A Kaleidoscope for Success

Harvard Business Review (HBR) researchers uncovered four components of lasting success:

  • Happiness
    (feelings of pleasure or contentment about your life)
  • Achievement
    (accomplishments that are valued and recognized by others)
  • Significance
    (the sense that you’ve made a positive impact on others)
  • Legacy
    (a way to establish your values or accomplishments so they help others in the future).

The researchers found that these four factors create the backbone of how people pursue and enjoy enduring success. They must be regularly integrated within the spheres of self, family, work, and community. If any one of the components is removed, it will no longer feel like “real” success.

People can create this interaction within a single event, or by juxtaposing activities. Shifting gears to take time for something enjoyable in the middle of a high-stress period or finding ways to give back to the community while pursuing a path of self-advancement can help us find this balance.

It is said that true success lies in “the reasoned pursuit of just enough.” This principle challenges the popular opinion that success is about breaking through limitations. Instead, those who experience real satisfaction actually do so by deliberately imposing limits. They can focus intensely on one task until it gives them a sense of satisfaction, then put it aside and jump to the next category with renewed energy.

Effective leaders (see Nonprofit Leadership Academy) can anticipate what is required in all four dimensions of success, despite pressures to deliver to the maximum in just one. The burned-out hedge-fund manager needs to realize that scaling back his achievement goals is not a paralyzing prospect of loss or failed productivity. Readjusting the level of energy he puts into that category is part of a larger picture that expands the other categories and enables more sustained productivity in the long run. It requires creative thought and versatility.

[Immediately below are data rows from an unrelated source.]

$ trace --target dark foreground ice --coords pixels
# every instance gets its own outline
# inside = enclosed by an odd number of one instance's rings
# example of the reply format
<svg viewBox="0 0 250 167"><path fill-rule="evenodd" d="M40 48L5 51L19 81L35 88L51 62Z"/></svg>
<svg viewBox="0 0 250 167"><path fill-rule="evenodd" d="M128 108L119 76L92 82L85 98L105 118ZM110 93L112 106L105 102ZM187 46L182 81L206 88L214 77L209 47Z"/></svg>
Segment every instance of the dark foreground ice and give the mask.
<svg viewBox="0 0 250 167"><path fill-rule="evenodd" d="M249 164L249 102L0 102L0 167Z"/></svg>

The HBR researchers compared this kind of vision of a successful life to a kaleidoscope.  Its four chambers—happiness, achievement, significance, and legacy—await the vivid pieces of our choices and fulfilled goals.  When these are put into motion, like the turning cylinder of the kaleidoscope, they create a pleasing vision of patterned proportionality. The kaleidoscope’s continued ability to delight relies on our holding the pattern up to the light and turning the chambers to allow the colorful chips to fall differently, just as we need to assess and make adjustments to our life to ensure that no chamber gets too much or too little of our attention.  Feeling deep satisfaction in each category strengthens the ability to turn away from one category when another needs attention because we aren’t anxious about having neglected any one of them for too long.